Buddy’s ability to read the people around him—to adjust the vibes he’s putting out to match the tone of the room—is precisely that of a kindergartner. If the workers in the mailroom at Walter’s office want to meet him halfway and sing “Whoomp! (There It Is)” while he dances on a table, Buddy is all good. But if the world is not in a celebratory mood, he has a hard time responding to that complexity. He’s trying, as he tries to drink coffee to please his father, but it rarely works. He tells his tweenage half-brother Josh, while they ride an elevator up and down and jump to feel that floating feeling, “I wish Dad were here,” and when his brother scoffs “Why?,” replies “He’s the best dad in the whole world!” Buddy perceives people as he likes them to be, and while Elf is trying to sell you on the idea that the magic of Christmas will bring people up to scratch—Walter becomes a better dad for Buddy, instead of Buddy learning disappointment, as Josh did—it’s also a movie about the child’s fundamental lack of perception of how people actually are.
The visual gag of Ferrell’s large body in an elf suit, acting like a 6-year-old, is about the glaring mismatch between the child world and the adult world. So is the trail of half-beautiful, half-junky Christmas debris Buddy leaves behind him. The apartment fills up with paper-chain decorations, which Walter periodically rips down in fits of pique—just like me, clearing away a magpie nest of toys and candy wrappers at 8:30 pm, muttering. Overnight, Buddy transforms a bookcase into a really nicely made rocking horse–a manifestation of his drive to impose his own fanciful reality on the useful adult world. When he chops down a tree in the park and brings it into his father’s apartment, Josh asks him how they’ll get the star on top. “I’ve got it,” Buddy says, and jumps right on the tree; he and the tree crash to the ground.
The world is full of things Buddy understands at about 35 percent. He recognizes the buttons in the elevator at his father’s office look like a Christmas tree, but doesn’t understand that if he hits every button to light them up, he’ll ruin everyone’s morning. Walking through a department store, he opens his mouth for “passion fruit spray,” which turns out to be perfume. He can read the sign in the department store that flags the lingerie as being for “that special someone,” but then he buys it and gives it to his father. (J., when Walter opened the package and held up the lacy teddy: “I know that’s for a lady, because it has a place for boobs!”) He can read the sign outside the coffee shop that announces the store has “the best cup of coffee in the world,” but he doesn’t understand that superlatives don’t always match reality.
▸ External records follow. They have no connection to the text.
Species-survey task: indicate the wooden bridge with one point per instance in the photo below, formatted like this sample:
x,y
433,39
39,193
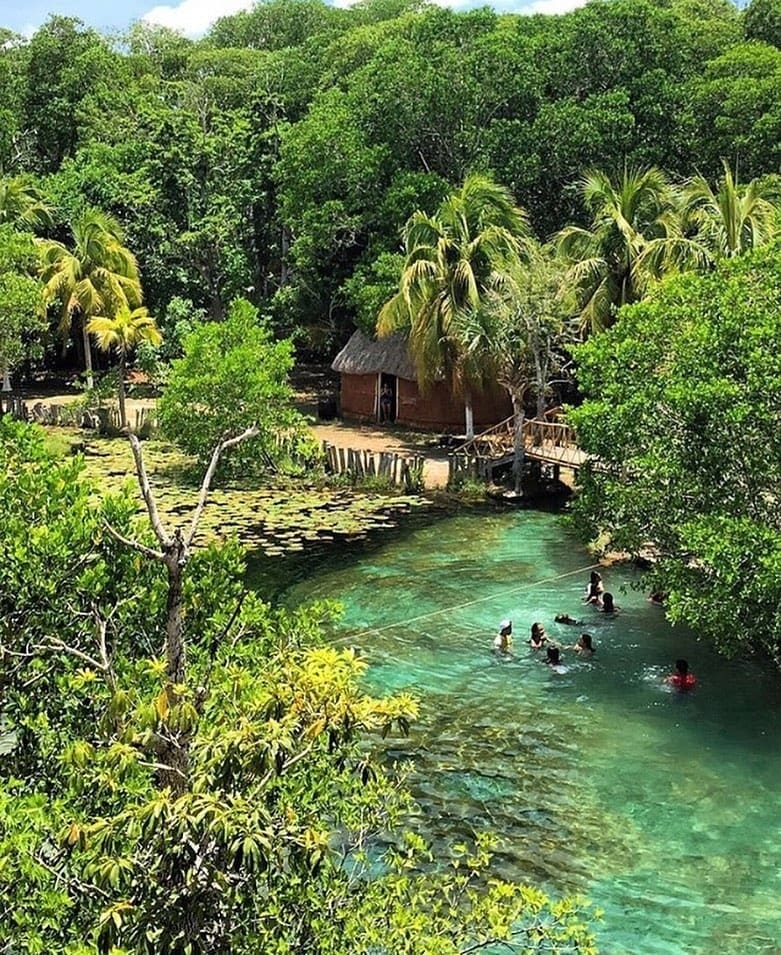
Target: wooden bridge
x,y
550,442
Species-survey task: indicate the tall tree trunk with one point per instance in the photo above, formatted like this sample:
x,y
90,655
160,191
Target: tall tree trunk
x,y
469,418
121,393
174,752
518,446
87,352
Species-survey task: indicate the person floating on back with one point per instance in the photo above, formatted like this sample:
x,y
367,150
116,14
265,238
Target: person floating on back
x,y
553,659
594,589
538,636
503,640
607,605
682,680
565,618
584,646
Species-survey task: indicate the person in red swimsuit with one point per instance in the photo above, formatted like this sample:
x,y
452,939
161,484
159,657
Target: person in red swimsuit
x,y
682,680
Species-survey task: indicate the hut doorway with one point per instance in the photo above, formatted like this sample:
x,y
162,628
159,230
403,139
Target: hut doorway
x,y
388,391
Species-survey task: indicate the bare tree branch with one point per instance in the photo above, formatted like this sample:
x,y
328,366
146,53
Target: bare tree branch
x,y
52,643
135,545
146,491
207,478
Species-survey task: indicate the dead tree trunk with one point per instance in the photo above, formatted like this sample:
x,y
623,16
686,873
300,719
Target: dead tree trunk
x,y
173,745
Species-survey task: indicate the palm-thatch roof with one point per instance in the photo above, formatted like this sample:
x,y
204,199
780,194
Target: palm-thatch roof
x,y
368,356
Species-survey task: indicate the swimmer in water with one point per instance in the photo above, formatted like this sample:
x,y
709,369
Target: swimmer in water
x,y
584,646
565,618
682,680
595,588
607,605
553,657
503,640
538,636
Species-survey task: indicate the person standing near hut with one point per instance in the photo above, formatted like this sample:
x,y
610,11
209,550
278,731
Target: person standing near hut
x,y
386,403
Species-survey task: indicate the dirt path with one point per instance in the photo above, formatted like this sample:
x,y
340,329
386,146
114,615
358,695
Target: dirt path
x,y
339,433
364,437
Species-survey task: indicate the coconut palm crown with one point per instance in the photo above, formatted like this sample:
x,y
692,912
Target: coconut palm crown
x,y
607,264
122,333
98,277
452,260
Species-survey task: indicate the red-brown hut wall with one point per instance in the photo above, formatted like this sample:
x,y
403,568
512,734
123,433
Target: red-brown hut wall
x,y
358,395
437,410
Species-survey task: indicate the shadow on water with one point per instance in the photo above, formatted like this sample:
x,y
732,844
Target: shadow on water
x,y
662,809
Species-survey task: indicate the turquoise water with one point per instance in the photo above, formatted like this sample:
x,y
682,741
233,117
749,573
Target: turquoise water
x,y
663,810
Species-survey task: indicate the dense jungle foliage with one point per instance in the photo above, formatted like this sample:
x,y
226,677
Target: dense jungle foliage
x,y
186,769
278,156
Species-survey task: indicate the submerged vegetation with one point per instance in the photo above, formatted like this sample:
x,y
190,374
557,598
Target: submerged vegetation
x,y
592,210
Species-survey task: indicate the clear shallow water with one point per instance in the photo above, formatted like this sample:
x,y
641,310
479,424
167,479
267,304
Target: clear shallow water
x,y
664,810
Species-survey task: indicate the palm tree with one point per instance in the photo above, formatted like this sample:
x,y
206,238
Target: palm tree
x,y
733,218
23,205
122,333
452,261
98,277
530,324
607,264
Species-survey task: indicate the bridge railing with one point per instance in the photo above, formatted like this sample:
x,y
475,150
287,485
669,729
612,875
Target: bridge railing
x,y
549,441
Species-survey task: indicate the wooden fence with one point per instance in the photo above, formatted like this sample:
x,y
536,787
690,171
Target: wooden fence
x,y
400,469
102,420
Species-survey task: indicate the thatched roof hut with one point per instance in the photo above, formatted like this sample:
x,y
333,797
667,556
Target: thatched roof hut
x,y
379,383
371,356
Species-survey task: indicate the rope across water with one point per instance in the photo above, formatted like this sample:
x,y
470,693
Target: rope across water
x,y
477,600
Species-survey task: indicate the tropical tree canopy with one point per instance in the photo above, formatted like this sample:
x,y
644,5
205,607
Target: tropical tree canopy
x,y
682,414
122,333
732,218
606,259
23,205
98,276
453,259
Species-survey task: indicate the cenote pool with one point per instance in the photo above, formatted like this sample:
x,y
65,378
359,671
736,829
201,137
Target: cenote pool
x,y
664,811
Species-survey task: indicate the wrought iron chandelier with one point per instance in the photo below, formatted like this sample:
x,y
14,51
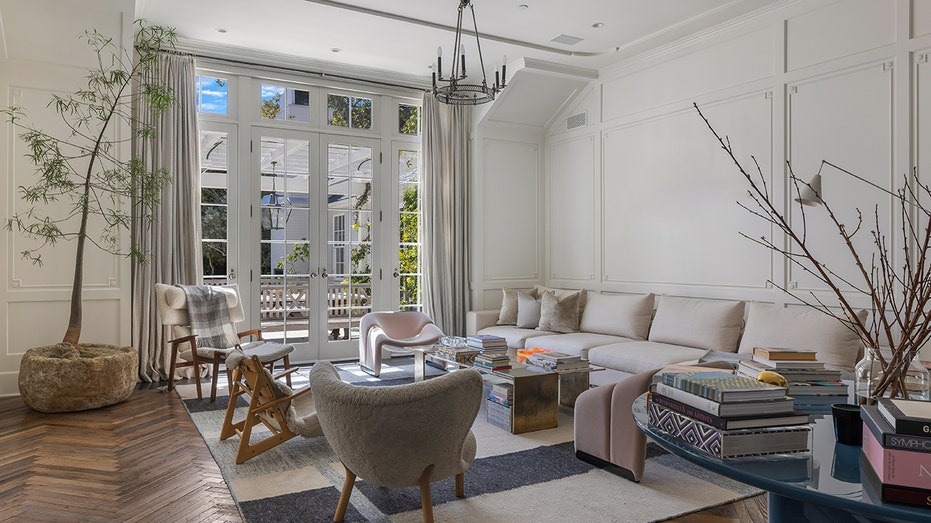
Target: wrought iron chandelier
x,y
276,208
456,91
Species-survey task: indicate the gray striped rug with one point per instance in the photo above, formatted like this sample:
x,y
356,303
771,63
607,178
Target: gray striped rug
x,y
532,477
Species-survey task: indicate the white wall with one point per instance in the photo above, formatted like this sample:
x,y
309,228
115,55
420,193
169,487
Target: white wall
x,y
643,199
40,54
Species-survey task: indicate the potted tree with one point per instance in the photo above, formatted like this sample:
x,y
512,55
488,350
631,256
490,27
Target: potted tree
x,y
87,191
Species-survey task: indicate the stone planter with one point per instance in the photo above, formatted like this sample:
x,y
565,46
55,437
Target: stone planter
x,y
55,379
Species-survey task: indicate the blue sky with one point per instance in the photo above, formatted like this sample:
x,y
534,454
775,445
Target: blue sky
x,y
214,94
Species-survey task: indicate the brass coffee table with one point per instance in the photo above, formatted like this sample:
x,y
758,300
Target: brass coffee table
x,y
538,393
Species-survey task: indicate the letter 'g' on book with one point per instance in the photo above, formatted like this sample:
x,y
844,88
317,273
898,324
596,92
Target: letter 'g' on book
x,y
906,416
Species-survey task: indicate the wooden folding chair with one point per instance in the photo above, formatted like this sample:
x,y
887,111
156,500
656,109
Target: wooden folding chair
x,y
272,404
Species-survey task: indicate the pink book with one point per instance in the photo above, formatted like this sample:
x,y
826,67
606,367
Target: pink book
x,y
897,467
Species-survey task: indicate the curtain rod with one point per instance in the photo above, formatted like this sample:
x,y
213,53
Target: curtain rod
x,y
305,71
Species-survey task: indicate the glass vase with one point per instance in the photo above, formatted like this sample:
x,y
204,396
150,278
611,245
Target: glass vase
x,y
868,373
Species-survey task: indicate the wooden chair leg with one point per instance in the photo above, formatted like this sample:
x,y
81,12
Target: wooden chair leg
x,y
171,369
425,501
216,372
287,367
344,495
460,485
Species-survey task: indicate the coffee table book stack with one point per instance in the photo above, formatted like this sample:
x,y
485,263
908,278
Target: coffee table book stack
x,y
813,387
498,406
896,457
727,416
558,361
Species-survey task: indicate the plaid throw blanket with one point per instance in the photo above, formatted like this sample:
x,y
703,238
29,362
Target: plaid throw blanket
x,y
210,317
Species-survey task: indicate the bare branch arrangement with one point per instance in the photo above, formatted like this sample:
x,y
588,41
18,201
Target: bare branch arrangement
x,y
900,312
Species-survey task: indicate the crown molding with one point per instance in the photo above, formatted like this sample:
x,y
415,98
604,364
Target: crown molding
x,y
324,70
676,46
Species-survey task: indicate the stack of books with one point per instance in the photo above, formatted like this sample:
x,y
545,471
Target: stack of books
x,y
492,361
487,342
456,354
896,458
727,416
498,405
813,386
558,361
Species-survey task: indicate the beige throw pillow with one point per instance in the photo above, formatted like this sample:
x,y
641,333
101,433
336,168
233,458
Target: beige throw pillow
x,y
802,328
528,310
618,314
508,313
559,315
703,324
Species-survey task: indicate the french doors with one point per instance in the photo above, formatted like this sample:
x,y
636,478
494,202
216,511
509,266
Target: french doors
x,y
316,239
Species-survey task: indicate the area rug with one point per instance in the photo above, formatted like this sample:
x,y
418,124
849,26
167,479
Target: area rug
x,y
532,477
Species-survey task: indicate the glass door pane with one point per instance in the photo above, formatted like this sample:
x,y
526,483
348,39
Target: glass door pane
x,y
287,264
350,196
214,209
This year, I found the end of the film to be unexpectedly sad. It’s the ultimate fulfillment of kindergarten fantasy: Walter comes to love Buddy and learns the true meaning of Christmas. This conclusion, which also awards Buddy his crush, Jovie (Zooey Deschanel), is about Buddy changing the world to meet his 6-year-old ideals—rather than bending to it, as all real 6-year-olds must. As my daughter will, soon enough.
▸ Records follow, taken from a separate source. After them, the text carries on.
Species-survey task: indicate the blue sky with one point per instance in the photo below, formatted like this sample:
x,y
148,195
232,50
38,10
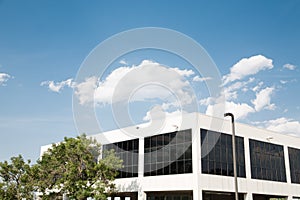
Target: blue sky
x,y
42,41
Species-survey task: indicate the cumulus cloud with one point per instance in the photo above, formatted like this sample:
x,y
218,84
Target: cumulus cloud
x,y
4,78
289,66
240,110
123,62
58,86
282,125
85,90
283,82
147,80
263,99
231,91
246,67
257,87
201,79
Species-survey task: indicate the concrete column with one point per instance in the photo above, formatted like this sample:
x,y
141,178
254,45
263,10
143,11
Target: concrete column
x,y
197,194
247,158
287,164
290,197
141,157
142,195
248,196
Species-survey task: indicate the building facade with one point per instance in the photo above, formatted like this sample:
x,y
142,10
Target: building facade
x,y
193,160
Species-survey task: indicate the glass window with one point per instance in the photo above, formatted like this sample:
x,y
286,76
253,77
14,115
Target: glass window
x,y
218,160
294,157
128,152
267,161
169,153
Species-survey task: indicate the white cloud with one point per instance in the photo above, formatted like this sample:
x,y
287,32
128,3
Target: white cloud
x,y
85,90
282,125
123,62
258,86
240,110
201,79
289,66
148,80
58,86
4,78
263,99
283,82
231,91
248,66
158,113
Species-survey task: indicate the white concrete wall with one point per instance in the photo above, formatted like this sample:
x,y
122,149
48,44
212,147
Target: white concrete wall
x,y
196,181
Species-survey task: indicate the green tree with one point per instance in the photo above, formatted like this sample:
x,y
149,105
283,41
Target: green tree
x,y
72,167
16,179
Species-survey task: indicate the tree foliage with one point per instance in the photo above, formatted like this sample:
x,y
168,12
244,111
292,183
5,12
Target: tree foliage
x,y
16,179
72,167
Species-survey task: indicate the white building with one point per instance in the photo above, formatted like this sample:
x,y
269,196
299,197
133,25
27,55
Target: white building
x,y
193,160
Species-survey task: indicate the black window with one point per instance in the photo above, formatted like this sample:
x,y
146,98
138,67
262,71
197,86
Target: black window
x,y
294,157
267,161
216,154
169,153
128,152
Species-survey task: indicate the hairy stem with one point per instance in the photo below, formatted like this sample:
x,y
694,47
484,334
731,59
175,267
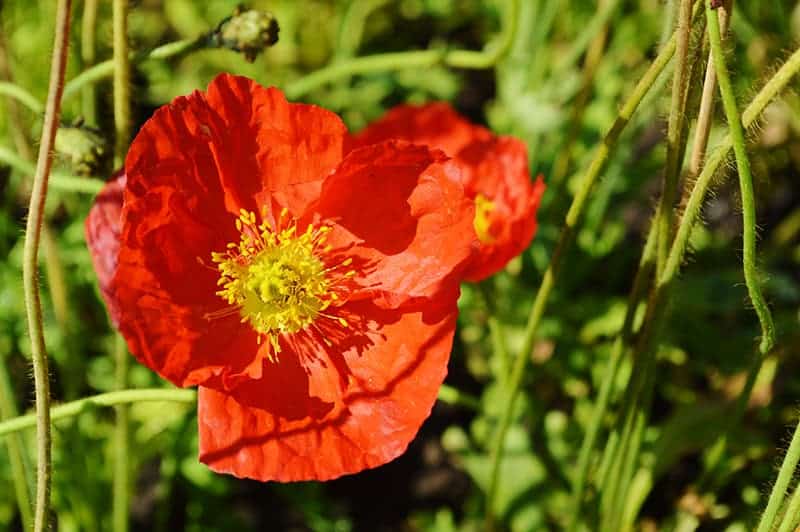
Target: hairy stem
x,y
74,408
105,69
595,169
69,183
706,113
785,475
751,275
33,305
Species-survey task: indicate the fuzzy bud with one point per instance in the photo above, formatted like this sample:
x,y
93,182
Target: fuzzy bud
x,y
84,148
248,31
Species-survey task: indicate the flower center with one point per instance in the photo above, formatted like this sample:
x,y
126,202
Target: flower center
x,y
275,278
483,208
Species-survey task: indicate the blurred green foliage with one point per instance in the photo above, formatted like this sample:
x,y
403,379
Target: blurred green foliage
x,y
439,484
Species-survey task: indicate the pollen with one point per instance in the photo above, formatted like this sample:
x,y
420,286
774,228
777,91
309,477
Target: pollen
x,y
276,279
482,223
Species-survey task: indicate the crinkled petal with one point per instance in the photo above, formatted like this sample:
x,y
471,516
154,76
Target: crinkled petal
x,y
335,415
102,229
401,212
497,169
191,168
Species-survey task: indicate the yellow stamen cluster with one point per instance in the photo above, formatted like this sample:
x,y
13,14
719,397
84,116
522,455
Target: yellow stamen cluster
x,y
275,278
483,208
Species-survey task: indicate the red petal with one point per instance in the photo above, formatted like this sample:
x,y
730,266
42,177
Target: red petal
x,y
406,211
192,166
333,417
495,167
102,228
498,170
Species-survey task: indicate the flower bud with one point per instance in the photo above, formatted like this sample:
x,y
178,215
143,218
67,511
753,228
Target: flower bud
x,y
84,148
248,31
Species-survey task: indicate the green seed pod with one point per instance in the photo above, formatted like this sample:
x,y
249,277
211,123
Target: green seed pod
x,y
248,31
84,148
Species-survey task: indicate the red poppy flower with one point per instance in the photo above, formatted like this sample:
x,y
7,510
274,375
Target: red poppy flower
x,y
311,295
495,173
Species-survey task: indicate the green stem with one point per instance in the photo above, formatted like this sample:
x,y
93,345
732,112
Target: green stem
x,y
418,59
454,396
640,284
88,58
706,113
16,446
68,183
120,496
774,86
751,275
792,515
122,67
664,213
74,408
105,70
122,128
596,167
12,90
33,305
785,475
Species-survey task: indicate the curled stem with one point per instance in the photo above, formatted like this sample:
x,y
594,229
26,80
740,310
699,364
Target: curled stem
x,y
574,214
751,275
33,305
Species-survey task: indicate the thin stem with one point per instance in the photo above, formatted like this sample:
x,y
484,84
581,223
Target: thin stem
x,y
590,64
65,182
596,168
88,58
664,213
774,86
640,284
417,59
16,446
105,70
33,305
122,67
706,113
785,474
120,496
122,127
792,515
12,90
454,396
751,275
74,408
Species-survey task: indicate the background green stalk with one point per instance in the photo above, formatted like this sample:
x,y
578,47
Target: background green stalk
x,y
403,60
751,275
595,169
33,305
122,125
74,408
677,113
88,58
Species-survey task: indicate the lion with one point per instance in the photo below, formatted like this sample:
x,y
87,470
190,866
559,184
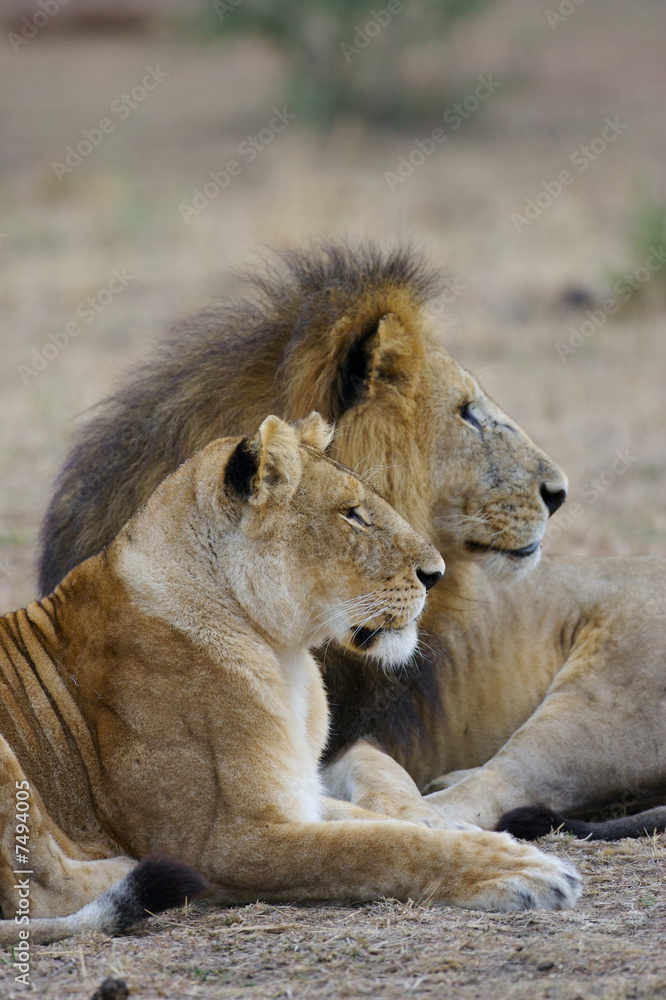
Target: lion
x,y
162,700
542,678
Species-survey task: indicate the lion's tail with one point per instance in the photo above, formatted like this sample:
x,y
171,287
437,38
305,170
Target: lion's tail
x,y
530,822
154,885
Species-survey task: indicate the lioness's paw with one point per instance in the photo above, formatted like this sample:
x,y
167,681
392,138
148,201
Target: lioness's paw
x,y
539,882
Everybody, J. included, loves the ending of Elf. She clapped and cheered as Santa landed and took off from Central Park, and went to bed singing “Santa Claus Is Coming to Town,” like the masses of New Yorkers who have collectively realized that reality is not the demands of daily life, but sweets and gifts and songs and joy. As for me, I tucked her in, asking her gently to please stop singing and go to sleep, and then picked up the day’s toys, humming a much more melancholy tune.